A Passion for Books

An article reprinted from the Sarasota Herald-Tribune

Laurie Rosin gets paid for doing what she loves most: reading books. If she catches a flaw in the plot, she telephones the author and suggests a change. Sometimes she even writes a new scene or two to make the action more exciting or plausible.

Rosin, a Sarasotan for one year, has edited more than 20 national best-sellers in the past 10 years.

"I believe I've edited more books in print than any editor alive," she said. "I'm a partner with the authors from the beginning--dissecting their plot outlines and suggesting twists and unexpected directions."

She's an editor for Book Creations, Inc., an independent producer of books for such publishers as Bantam, Berkley, Dell, Pocket Books, and Tab Books. Rosin regularly edits Peter Danielson's Children of the Lion series, Donald Clayton Porter's White Indian series, Dana Fuller Ross's Wagons West series, William Sarabande's The First Americans series, and Gerald Canfield's Robber Barons series. All are paperback historical novels with a wide following of readers.

"These books have taught more history to people than school teachers or television," she said. "They're entertaining with no gratuitous sex or violence. Good stories about interesting people in unusual settings will sell. Readers have come to look for our BCI logo."

Rosin will get a rare credit for her work in Sarabande's latest First Americans book, Walkers of the Wind, which is dedicated to her. Rosin is doing her fifth editing job in that series, which has become so popular it's also published in hardcover for Doubleday Book Club, Literary Guild, and for libraries. Bantam has changed the name of the Wagons West series to The Holts because the action is moving into more modern times. Rosin did the last six Wagons West books and has just finished the fourth in The Holts.

Oklahoma Pride is the most recent of The Holts in bookstores. A new one comes out twice a year. Promised Land is the newest in the Children of the Lion series, which puts readers in the middle of biblical adventures. She has done the last eight in that series and seven in the White Indian series, which has a longer special edition just out: Fallen Timbers. Wagons West has more than 27 million copies of 24 volumes in print and White Indian is not far behind with more than 21 million copies of 19 volumes in print.

Her editing of The Diminished Mind, coming in November, tells the story of how Jean Tyler dealt with Alzheimer's disease suffered by her 42-year-old husband. In another new project, Rosin has just edited the first in The Robber Barons series by Gerald Canfield. Power and Glory will be published next summer. Many of her books are also printed in large-type editions.
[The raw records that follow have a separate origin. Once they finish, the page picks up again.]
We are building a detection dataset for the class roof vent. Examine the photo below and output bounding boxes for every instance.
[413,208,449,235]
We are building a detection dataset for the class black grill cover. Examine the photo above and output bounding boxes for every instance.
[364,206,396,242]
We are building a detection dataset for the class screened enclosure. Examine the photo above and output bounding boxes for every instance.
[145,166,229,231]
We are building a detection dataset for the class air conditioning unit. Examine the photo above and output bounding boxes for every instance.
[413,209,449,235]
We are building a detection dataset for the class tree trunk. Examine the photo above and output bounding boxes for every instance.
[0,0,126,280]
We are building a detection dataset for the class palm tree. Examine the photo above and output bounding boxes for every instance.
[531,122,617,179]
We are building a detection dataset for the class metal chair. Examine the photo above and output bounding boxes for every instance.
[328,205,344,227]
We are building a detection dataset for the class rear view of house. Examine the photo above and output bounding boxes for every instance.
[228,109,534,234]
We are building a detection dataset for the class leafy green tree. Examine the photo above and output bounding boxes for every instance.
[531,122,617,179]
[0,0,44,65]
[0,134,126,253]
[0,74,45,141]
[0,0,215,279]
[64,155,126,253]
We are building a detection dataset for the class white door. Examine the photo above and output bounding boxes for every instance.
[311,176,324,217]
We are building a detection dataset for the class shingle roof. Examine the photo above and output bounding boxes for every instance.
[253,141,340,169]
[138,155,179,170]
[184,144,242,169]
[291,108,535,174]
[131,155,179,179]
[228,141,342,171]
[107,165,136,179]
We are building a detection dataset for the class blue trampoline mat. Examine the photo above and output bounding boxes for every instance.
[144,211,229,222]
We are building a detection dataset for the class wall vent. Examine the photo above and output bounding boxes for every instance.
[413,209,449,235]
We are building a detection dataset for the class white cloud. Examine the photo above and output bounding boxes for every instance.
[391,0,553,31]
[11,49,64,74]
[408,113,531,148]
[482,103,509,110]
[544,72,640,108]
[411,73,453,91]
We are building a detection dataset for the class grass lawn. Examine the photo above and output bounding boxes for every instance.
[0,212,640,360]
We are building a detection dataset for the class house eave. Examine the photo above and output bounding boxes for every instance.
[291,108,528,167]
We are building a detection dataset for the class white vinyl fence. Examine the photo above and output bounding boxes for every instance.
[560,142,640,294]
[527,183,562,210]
"Sometimes I dream about manuscripts, and details come to me that would make it better," she said. "I'm a Type A workaholic."

As a child growing up outside Chicago, Rosin dreamed of becoming a librarian so she could get paid for reading. She was features editor on her high school newspaper edited by Scott Turow, who went on to write the best-selling Presumed Innocent and the current fiction hit, The Burden of Proof. Rosin said she dated Turow for years, but they haven't kept in touch since their "very serious relationship" ended. She attended Windham College in Putney, Vt. For eight years she taught high school English in Shelburne Falls, Mass., and became the youngest department head in the school. Not interested in advancing to school principal, she began thinking about writing. She won a writing fellowship from the National Endowment for the Humanities and later wrote a weekly newspaper column. A friend working at Book Creations told her about a summer opening for a free-lance editor. She tested high on a sample text riddled with errors and inconsistencies and was offered a full-time job with the company in Canaan, N.Y. After nine years in Canaan, during which she became editorial director, she decided to move to Sarasota. Her sister, Sandy Fishman, has lived on Siesta Key for five years, and her mother, Estyr Rosin, has also moved down.

"My sister kept sending me beach pictures, and I always hated the winters. My sports car would break down in the snow," Rosin said. "It was meant to be because my house sold quickly in a dead real estate market."

Rosin thinks she's more productive working at home. She edits with pen on a paper manuscript and covers 50 to 100 pages a day. With some authors she must cut 30 to 40 percent of the text. Some manuscripts run 1,200 pages. Her marked copy is retyped and sent to a copy editor who returns it with any questions to Rosin for the final editing. A proofreader then checks it.

With all her experience in brainstorming plots and developing characters, will Rosin try to write her own Great American Novel?

"I have ideas for a couple of novels, but editing and writing are very different skills. Maybe I'll try sometime," she said.

Because she knows that "everybody wants to write a novel," she had taken some evening and weekend time to offer manuscript therapy to fledgling writers. She points out flaws and suggests ways to make the books better. That's the same job she performs for the best-selling authors. Her annual pay? She says it's better than if she had become a school principal.